The ship’s boats provided with the kit are WWII era motor whaleboats. The few period photos of the KATAHDIN show her carrying what appear to be square-sterned cutters or long-boats on her boat racks. Jon Warneke of ISW sent some of the cutters that are included with the Bainbridge destroyer, but these proved to be too short for the photo-etched boat racks. I modified one of these cutters by adding a piece of 30-thousands styrene to the transom and filing it to shape. I also added a triangular piece of plastic to the keel to deepen the boat’s appearance. I filled and sanded the seams and then cast some copies.
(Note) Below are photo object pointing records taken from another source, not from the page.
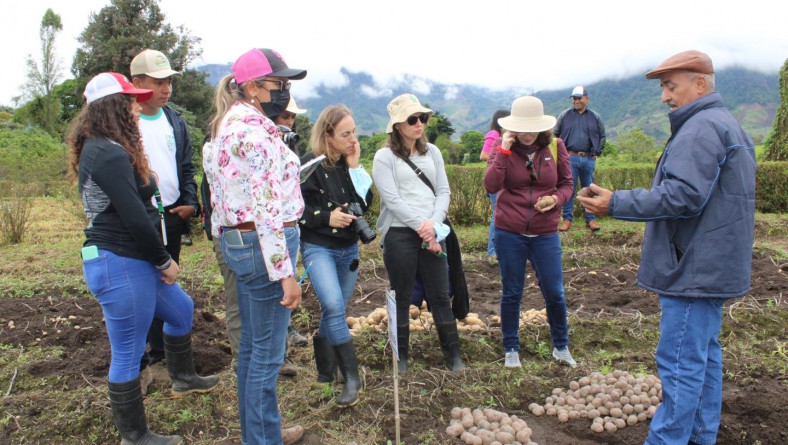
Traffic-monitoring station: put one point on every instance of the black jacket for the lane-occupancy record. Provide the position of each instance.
(322, 191)
(187, 185)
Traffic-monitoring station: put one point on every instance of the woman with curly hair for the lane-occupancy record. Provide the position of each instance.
(125, 263)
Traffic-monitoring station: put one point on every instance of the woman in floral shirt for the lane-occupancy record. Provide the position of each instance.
(256, 198)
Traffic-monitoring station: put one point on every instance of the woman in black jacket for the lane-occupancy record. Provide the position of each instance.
(336, 195)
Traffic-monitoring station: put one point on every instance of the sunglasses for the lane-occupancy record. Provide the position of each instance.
(530, 166)
(423, 118)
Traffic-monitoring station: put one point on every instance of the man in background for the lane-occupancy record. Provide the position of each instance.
(584, 136)
(165, 138)
(697, 248)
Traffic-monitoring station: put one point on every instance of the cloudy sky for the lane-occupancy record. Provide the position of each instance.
(534, 44)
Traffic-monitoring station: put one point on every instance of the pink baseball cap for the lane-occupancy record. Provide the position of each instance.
(263, 62)
(105, 84)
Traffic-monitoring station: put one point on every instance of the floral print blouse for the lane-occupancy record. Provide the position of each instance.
(254, 177)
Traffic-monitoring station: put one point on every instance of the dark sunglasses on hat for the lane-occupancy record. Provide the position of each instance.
(423, 118)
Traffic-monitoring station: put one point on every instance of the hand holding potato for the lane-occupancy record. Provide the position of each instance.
(598, 202)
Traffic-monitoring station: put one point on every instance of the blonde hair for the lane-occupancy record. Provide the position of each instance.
(324, 127)
(227, 93)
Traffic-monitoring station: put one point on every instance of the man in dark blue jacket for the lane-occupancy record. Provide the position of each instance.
(697, 248)
(583, 133)
(169, 150)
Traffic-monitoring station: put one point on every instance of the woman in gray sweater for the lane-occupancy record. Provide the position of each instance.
(414, 198)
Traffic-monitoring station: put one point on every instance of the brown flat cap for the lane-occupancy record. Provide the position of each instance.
(691, 60)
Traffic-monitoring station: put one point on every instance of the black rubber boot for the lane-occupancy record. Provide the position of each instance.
(403, 336)
(325, 360)
(180, 365)
(450, 344)
(348, 364)
(128, 412)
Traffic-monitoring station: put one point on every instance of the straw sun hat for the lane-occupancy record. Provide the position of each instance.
(527, 117)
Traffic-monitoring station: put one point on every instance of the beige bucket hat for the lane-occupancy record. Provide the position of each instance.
(527, 117)
(402, 107)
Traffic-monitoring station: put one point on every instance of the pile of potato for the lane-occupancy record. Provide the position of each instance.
(420, 320)
(531, 316)
(614, 400)
(488, 427)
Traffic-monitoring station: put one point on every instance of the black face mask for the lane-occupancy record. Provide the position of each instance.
(279, 101)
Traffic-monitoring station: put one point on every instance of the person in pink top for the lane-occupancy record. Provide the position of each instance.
(492, 135)
(256, 198)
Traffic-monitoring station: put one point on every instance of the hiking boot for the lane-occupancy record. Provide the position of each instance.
(294, 338)
(512, 360)
(564, 357)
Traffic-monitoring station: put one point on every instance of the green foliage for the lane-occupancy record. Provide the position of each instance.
(122, 30)
(777, 142)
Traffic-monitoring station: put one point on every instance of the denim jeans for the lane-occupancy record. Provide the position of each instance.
(263, 335)
(544, 253)
(582, 175)
(329, 271)
(491, 235)
(404, 257)
(689, 361)
(131, 293)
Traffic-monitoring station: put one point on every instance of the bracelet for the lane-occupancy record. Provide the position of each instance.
(503, 150)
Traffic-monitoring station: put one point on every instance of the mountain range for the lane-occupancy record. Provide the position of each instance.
(624, 104)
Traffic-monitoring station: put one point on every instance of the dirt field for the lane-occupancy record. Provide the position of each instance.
(755, 406)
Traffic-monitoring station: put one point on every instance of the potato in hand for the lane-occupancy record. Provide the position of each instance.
(544, 201)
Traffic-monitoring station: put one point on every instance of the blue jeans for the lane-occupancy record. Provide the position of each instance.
(131, 293)
(263, 335)
(329, 271)
(582, 170)
(544, 253)
(491, 235)
(689, 361)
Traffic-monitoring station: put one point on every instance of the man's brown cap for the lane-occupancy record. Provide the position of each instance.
(694, 61)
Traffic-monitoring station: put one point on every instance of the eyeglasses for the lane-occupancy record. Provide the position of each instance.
(284, 85)
(423, 118)
(530, 166)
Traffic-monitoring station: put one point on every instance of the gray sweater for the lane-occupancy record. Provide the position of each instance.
(392, 205)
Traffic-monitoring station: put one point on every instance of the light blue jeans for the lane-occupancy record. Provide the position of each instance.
(131, 292)
(491, 235)
(330, 274)
(544, 253)
(689, 361)
(582, 175)
(263, 335)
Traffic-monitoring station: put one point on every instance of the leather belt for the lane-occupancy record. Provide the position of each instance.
(249, 225)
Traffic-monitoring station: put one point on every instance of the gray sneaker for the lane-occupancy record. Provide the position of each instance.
(294, 338)
(512, 360)
(564, 356)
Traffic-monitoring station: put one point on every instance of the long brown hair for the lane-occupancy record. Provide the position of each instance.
(109, 117)
(324, 127)
(397, 145)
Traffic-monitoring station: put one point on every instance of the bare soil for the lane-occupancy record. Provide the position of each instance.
(599, 292)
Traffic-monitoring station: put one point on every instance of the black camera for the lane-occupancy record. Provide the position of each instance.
(360, 225)
(290, 137)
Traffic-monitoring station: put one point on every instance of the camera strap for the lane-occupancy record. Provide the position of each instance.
(420, 174)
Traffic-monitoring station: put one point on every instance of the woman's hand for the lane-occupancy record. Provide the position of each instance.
(427, 231)
(508, 140)
(353, 156)
(340, 219)
(292, 297)
(170, 274)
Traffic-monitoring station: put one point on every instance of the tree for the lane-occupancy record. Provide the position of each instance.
(122, 30)
(776, 145)
(43, 109)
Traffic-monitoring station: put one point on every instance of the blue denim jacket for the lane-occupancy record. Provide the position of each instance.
(700, 210)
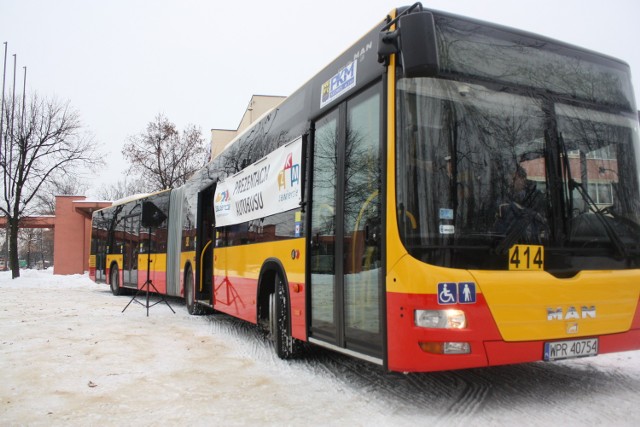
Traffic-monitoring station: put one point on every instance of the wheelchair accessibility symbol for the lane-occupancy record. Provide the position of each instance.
(454, 293)
(447, 293)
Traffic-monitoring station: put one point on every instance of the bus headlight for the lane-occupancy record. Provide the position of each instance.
(442, 319)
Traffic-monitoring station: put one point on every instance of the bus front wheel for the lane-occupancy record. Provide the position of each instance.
(287, 347)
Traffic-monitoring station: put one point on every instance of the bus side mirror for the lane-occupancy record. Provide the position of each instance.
(418, 47)
(415, 41)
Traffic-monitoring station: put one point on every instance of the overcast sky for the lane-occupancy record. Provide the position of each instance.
(121, 62)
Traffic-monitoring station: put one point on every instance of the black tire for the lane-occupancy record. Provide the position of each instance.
(287, 347)
(114, 281)
(193, 308)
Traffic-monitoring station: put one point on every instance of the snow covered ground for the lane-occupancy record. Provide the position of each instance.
(69, 356)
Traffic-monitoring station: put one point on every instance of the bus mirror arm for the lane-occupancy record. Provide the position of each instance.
(414, 40)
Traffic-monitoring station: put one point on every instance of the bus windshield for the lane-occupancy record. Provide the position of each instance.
(486, 168)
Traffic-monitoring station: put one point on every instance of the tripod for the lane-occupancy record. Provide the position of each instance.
(148, 285)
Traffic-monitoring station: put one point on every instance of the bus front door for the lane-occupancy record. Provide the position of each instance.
(205, 241)
(345, 262)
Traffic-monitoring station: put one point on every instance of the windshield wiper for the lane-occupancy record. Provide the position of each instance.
(611, 232)
(573, 184)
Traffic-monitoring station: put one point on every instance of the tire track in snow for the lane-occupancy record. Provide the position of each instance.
(455, 397)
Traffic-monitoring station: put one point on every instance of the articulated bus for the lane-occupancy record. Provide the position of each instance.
(446, 194)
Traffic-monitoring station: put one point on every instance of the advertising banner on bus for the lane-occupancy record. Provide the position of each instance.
(269, 186)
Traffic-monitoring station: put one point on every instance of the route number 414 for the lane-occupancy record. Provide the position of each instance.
(526, 257)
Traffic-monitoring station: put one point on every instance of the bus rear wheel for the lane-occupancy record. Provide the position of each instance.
(287, 347)
(114, 281)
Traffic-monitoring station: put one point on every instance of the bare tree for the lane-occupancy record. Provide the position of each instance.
(45, 203)
(44, 141)
(120, 190)
(163, 157)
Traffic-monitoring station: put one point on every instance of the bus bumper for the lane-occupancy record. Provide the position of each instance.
(411, 348)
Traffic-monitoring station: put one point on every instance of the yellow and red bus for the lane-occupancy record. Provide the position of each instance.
(446, 194)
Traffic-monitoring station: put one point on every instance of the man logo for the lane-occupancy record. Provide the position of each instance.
(571, 313)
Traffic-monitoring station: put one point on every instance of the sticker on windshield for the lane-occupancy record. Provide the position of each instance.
(526, 257)
(447, 229)
(446, 213)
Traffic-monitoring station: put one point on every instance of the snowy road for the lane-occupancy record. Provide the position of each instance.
(69, 356)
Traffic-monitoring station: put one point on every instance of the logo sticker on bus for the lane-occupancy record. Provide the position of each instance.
(343, 81)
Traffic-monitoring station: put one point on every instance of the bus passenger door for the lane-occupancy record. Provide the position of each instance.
(345, 247)
(131, 250)
(204, 245)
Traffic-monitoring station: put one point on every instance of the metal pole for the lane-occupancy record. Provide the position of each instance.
(24, 97)
(13, 111)
(4, 73)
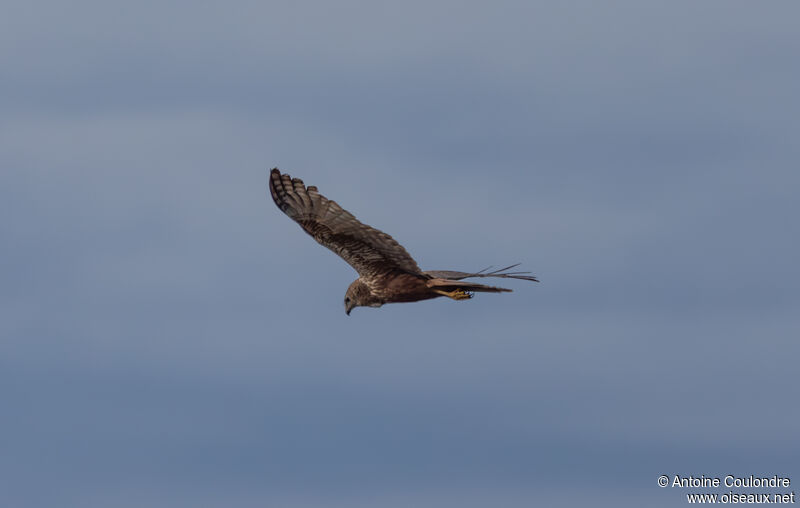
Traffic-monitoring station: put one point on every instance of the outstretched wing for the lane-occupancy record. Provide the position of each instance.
(369, 251)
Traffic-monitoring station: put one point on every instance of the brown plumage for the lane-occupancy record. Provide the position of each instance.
(387, 273)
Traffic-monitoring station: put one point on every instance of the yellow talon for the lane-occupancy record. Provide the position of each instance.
(456, 294)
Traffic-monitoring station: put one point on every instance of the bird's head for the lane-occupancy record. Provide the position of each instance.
(359, 295)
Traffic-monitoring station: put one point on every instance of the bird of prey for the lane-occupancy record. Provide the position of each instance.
(386, 272)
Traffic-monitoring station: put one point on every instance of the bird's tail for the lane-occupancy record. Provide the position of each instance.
(461, 290)
(502, 273)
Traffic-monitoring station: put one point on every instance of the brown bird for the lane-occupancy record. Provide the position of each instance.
(387, 273)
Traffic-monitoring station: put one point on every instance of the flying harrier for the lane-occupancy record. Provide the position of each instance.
(386, 272)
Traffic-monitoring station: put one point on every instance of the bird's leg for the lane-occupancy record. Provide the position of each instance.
(456, 294)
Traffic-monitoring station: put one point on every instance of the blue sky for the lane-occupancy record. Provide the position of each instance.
(169, 338)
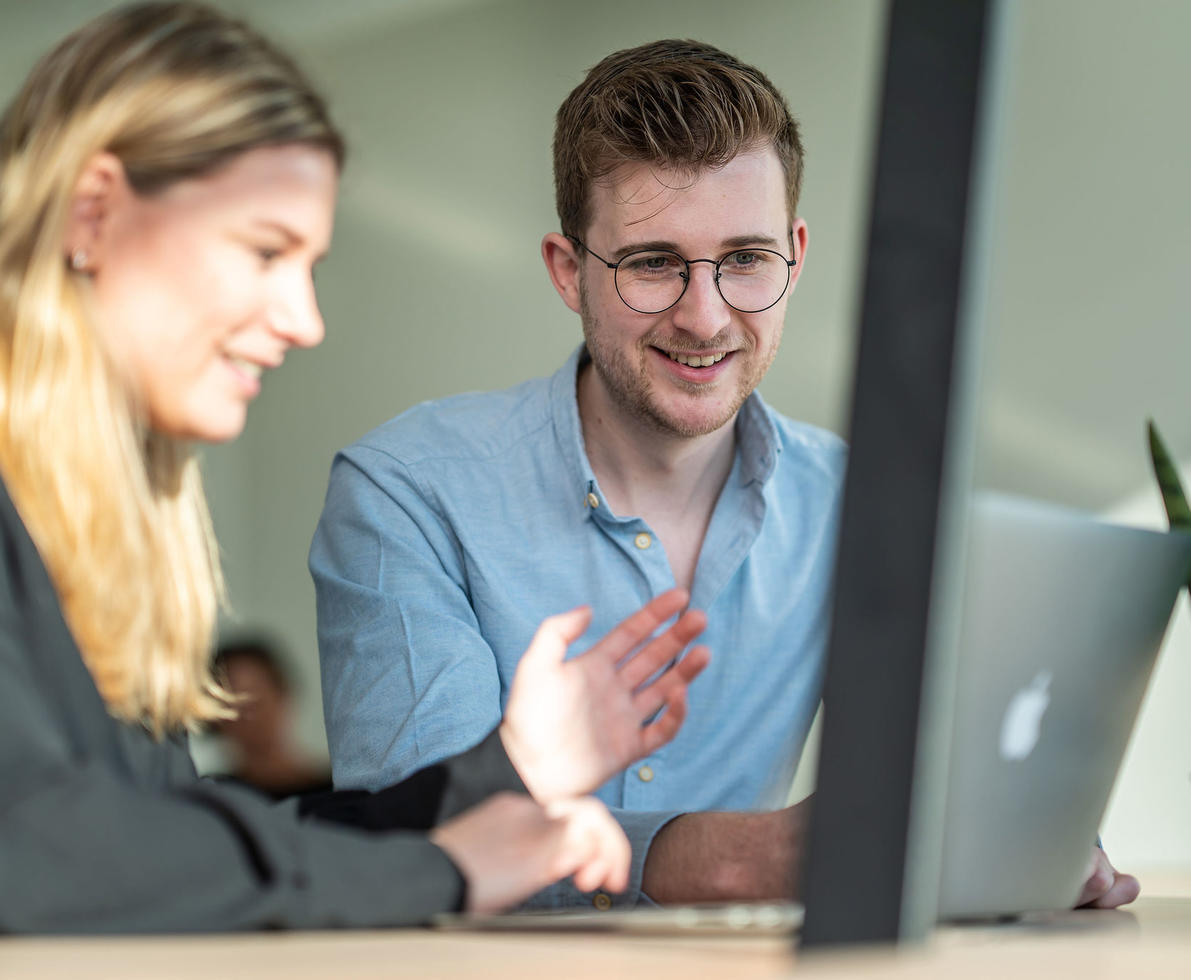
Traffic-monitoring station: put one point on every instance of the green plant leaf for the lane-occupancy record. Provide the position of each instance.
(1173, 498)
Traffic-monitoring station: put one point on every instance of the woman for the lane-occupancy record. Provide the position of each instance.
(167, 183)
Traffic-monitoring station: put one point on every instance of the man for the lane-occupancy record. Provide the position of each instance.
(647, 462)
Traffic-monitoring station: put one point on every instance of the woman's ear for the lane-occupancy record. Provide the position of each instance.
(100, 188)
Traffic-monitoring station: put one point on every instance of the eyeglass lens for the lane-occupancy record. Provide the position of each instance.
(750, 280)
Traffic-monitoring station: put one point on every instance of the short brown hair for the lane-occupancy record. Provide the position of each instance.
(680, 104)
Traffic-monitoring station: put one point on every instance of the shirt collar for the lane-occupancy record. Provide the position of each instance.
(758, 442)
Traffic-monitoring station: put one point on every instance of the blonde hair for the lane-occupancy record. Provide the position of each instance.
(117, 511)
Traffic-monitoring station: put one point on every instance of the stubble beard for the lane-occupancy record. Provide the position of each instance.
(631, 391)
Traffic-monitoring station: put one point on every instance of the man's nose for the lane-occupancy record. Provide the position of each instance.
(702, 310)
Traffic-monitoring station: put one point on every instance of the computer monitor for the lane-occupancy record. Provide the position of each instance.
(871, 871)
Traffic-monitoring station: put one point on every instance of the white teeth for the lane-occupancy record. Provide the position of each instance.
(697, 361)
(245, 367)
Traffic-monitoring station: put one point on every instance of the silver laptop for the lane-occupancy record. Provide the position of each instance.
(1062, 619)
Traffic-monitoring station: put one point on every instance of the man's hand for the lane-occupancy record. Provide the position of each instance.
(1105, 886)
(510, 847)
(571, 725)
(728, 856)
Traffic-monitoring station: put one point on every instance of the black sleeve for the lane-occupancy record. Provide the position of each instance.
(87, 846)
(426, 798)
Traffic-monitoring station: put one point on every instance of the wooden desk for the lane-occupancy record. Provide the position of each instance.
(1151, 940)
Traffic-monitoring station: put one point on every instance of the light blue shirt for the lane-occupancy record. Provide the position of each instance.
(453, 530)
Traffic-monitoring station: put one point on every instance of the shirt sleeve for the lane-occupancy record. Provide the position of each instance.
(87, 848)
(407, 678)
(428, 797)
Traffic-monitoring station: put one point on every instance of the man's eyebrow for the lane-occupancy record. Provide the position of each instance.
(725, 245)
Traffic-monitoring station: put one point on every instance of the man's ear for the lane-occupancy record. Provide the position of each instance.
(101, 187)
(800, 239)
(562, 263)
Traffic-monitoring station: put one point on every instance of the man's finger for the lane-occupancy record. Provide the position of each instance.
(648, 700)
(1124, 890)
(662, 729)
(1098, 881)
(556, 634)
(623, 638)
(641, 666)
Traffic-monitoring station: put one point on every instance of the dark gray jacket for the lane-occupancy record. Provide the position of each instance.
(103, 829)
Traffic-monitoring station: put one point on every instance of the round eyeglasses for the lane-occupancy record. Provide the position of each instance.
(653, 280)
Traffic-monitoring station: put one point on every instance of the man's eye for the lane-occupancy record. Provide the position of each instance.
(650, 263)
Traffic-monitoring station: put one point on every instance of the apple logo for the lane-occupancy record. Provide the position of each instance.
(1023, 718)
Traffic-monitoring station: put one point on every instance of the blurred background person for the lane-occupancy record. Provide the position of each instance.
(261, 740)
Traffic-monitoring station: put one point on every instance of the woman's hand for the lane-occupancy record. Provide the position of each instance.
(510, 847)
(572, 724)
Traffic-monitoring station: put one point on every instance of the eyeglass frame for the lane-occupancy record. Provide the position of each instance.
(686, 276)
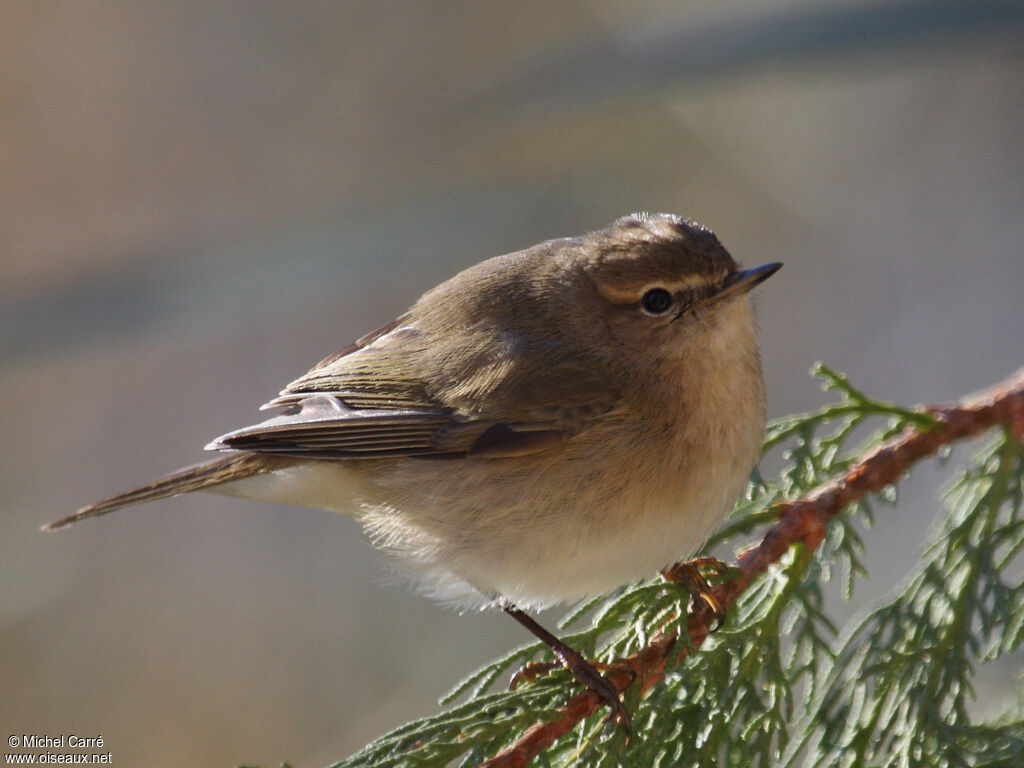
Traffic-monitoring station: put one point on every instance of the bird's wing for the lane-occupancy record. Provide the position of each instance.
(369, 401)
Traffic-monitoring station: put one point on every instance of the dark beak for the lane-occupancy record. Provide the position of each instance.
(743, 280)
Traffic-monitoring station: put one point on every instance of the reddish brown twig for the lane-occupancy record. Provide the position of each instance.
(802, 520)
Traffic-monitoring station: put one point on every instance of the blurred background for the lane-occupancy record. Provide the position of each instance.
(201, 201)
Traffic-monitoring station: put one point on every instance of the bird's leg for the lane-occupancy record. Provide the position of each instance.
(571, 659)
(691, 576)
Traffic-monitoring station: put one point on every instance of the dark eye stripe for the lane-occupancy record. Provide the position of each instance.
(656, 301)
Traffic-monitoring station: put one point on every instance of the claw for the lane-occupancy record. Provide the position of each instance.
(691, 576)
(583, 670)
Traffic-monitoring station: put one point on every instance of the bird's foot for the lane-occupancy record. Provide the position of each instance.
(693, 576)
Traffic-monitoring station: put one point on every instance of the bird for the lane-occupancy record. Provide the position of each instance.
(547, 425)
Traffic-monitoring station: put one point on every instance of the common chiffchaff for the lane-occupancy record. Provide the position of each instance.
(546, 425)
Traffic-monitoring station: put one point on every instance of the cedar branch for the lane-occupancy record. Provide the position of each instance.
(800, 521)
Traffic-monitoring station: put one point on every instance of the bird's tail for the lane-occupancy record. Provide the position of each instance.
(197, 477)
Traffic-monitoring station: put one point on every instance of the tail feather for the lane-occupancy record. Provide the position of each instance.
(197, 477)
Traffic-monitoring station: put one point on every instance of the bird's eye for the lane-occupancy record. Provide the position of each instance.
(656, 301)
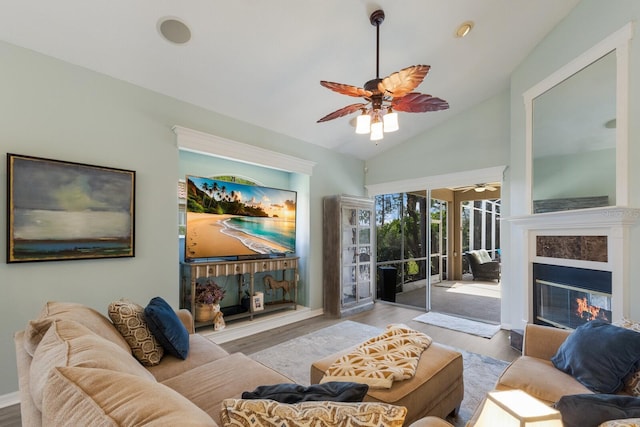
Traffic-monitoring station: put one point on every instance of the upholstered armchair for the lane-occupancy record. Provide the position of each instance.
(482, 266)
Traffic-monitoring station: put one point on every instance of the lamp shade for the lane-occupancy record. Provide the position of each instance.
(363, 123)
(390, 121)
(377, 132)
(518, 409)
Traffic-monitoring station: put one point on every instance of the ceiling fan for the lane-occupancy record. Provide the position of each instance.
(477, 187)
(385, 96)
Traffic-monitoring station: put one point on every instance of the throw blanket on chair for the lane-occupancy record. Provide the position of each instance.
(391, 356)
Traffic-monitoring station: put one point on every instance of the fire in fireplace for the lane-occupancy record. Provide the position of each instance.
(568, 297)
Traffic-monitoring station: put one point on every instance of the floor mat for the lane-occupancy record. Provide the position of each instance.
(485, 330)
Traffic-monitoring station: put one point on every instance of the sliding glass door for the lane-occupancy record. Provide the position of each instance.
(402, 248)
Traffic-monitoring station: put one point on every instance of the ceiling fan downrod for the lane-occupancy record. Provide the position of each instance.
(376, 19)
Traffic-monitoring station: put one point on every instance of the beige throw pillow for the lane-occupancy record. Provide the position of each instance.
(69, 343)
(98, 397)
(265, 413)
(128, 318)
(89, 317)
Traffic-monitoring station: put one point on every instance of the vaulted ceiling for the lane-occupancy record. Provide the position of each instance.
(261, 61)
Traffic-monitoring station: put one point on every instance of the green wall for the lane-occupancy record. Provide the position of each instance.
(476, 138)
(56, 110)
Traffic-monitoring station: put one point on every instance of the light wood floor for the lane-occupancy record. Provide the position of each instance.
(382, 315)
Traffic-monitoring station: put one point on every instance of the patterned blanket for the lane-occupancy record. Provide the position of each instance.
(391, 356)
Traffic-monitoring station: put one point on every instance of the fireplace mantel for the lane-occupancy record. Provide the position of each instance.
(614, 216)
(612, 222)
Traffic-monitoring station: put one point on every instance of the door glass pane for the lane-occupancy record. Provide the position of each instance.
(349, 236)
(414, 226)
(365, 253)
(365, 218)
(365, 236)
(388, 228)
(349, 255)
(364, 290)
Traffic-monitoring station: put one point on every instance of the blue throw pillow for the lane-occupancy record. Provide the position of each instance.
(294, 393)
(591, 410)
(599, 355)
(167, 328)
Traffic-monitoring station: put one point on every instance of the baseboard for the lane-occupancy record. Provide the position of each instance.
(236, 330)
(9, 399)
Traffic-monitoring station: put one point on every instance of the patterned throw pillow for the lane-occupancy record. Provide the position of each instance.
(263, 413)
(632, 381)
(128, 318)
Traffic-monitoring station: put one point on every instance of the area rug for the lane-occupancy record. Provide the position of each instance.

The instructions included with the kit are poor. There is one sheet of with plan and elevation drawings, parts list and location identification. The instructions include directions to cement a piece of wire to the boat rack supports. There was no explanation for this addition. When I began the assembly of the racks I discovered that the notch in the boat cradle would fit around this added wire. I was able to use this notch to accurately and securely fix the boat cradles to the rack assembly (after first making sure that the added wire was clipped to an appropriate height. The instruction drawings also include an indication of cross-deck supports for the boat racks. After adding these I also added some longitudinal supports and some etched walkways and railings to complete the boat racks.
The bridge, foredeck and aft awnings are supported on pieces of 0.010 brass wire cemented to the inside of the railings. I drilled a block of styrene and used it as a spacer so that I could trim these uprights to the same height. I made canopy frames from 0.010 brass wire with some 0.005 wire bracing . I made the canopy canvas covers from tissue paper, stiffened and cemented in place with some white glue. I painted the tissue paper a cream white and drybrushed with white to bring out the framing details. The railing dodgers are also tissue paper handled the same way.
The stack guy wires and the mast braces are 0.005 stainless wire. The mast itself is a wooden toothpick. It was notched to receive the gaff and a hole was drilled through it to receive another toothpick sliver for the yardarms. The halyards are invisible sewing thread.
The green paint job is based on Steve Backer’s reference to American Steel Navy experiments with green painted vessels (click for preview review). I painted my Katahdin using Polly-Scale acrylic railroad colors. I used Coach Green, which matches well to some of the green colors cited in Eric Ronnberg’s on 19th and early 20th century ship painting. A photo of the bridge area of the Katahdin that appears on the US Naval Historical Center’s Photographic Section shows that the throats of the smaller cowl vents were painted white, while the larger cowls were not.
I gloss-coated the paint and applied washes of Paynes Gray and Burnt Umber oils thinned in turpentine. When that was dry, I drybrushed with the Coach Green and some Polly-Scale Warsaw Pact Green to give it some of the olive-yellow tones. Everything was then overcoated with a light dusting of Testor’s Dullcoat.
I mounted the ship on a polished brass cleat. I drilled some 1/16th inch holes in the arms of the cleat and soldered some 1/16th brass wire pins into them. I filed away the excess solder, and polished the brass before sealing the cleat with some Krylon clear gloss. I drilled some 1/16th inch holes into the bottom of the ship to receive the pins.